23001 VEREADOR DO RIO HOMENAGEM 95 Anos SEVERINO THEODORO DE MELO

Nascido em 1917, no Rio Grande do Norte, Severino Teodoro de Mello foi insurreto em novembro de 1935, o que viria a lhe custar quase sete anos de cadeia nas masmorras do Estado Novo.

Com a autoridade de quem contribuiu para reerguer o PCB após a redemocratização de 1945,homem do chamado aparelho comunista, Teodoro de Mello conviveu, como nenhum outro dirigente do Partido, com Luiz Carlos Prestes, o Cavaleiro da Esperança. Ele era, inclusive, responsável pela segurança pessoal do legendário secretário-geral do PCB, morando com Prestes durante anos a fio, driblando sempre as forças da repressão.

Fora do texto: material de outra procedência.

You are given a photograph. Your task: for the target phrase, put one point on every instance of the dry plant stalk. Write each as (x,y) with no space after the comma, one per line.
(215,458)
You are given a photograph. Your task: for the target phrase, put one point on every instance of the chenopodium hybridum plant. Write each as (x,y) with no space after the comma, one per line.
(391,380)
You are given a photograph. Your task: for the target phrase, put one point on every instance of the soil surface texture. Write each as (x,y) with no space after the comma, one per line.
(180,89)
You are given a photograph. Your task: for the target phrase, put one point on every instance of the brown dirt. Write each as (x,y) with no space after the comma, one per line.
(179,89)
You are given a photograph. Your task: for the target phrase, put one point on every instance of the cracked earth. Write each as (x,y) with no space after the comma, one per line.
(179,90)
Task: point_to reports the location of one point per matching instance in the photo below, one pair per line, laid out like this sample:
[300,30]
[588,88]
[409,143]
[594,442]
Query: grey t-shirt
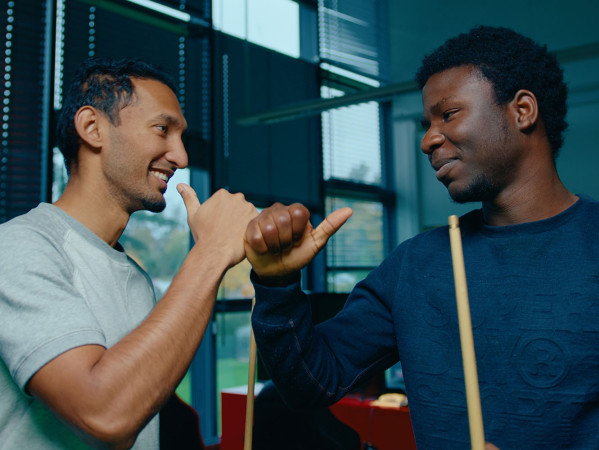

Mello vivenciou praticamente todas as viradas históricas do PCB. Viveu de perto a fase radical do Manifesto de Agosto de 1950. Mais tarde, com Giocondo Dias, Carlos Marighella e outros camaradas, vivenciou o impacto do Relatório Kruschev entre nós. Mello não hesitou em apoiar então a Declaração de Março de 1958, verdadeiro divisor de águas na história do PCB. Com base nela, o PCB começaria a incorporar ao seu ideário político a democracia como valor estratégico (e não apenas tático) na luta pela superação da ordem capitalista.

Após o Golpe de 64, Mello não se desesperou. Pelo contrário. Tentou até persuadir velhos companheiros, como Carlos Marighella, a evitar o caminho do confronto armado com a ditadura. Calejado nos embates militares, Mello tinha a convicção de que a ditadura seria derrotada pelo movimento de massas e não derrubada pela força das armas.

Responsável, uma vez mais, pelo aparelho de Luiz Carlos Prestes (com quem fugiria no dia mesmo do Golpe), Mello se integrou à frente de resistência democrática. Participou da reestruturação do PCB no Nordeste do país e atuou no trabalho de fronteira, salvando a vida de muitos companheiros perseguidos pela ditadura. Passou cerca de doze anos na mais absoluta clandestinidade, até poder deixar o Brasil. Destino: União Soviética, onde comporia, o secretariado do PCB no exílio. Depois, iria viver na França, ganhando o Brasil com a anistia de 1979. Com o fim da ditadura militar, assume um lugar na Comissão Executiva do Partido.

Em 1992, logo após o desmoronamento da antiga União Soviética, Mello apóia resolutamente a transformação do PCB em PPS. Ajudou a mudar o Partido, mas nunca mudou de Partido: Teodoro de Mello ainda foi membro da Direção Nacional do PPS, reconduzido que foi pelos delegados do XIV Congresso, de 2004. Tem mais de 75 anos de luta partidária, compondo a espinha dorsal do movimento comunista brasileiro, esta Inconfidência do século XX.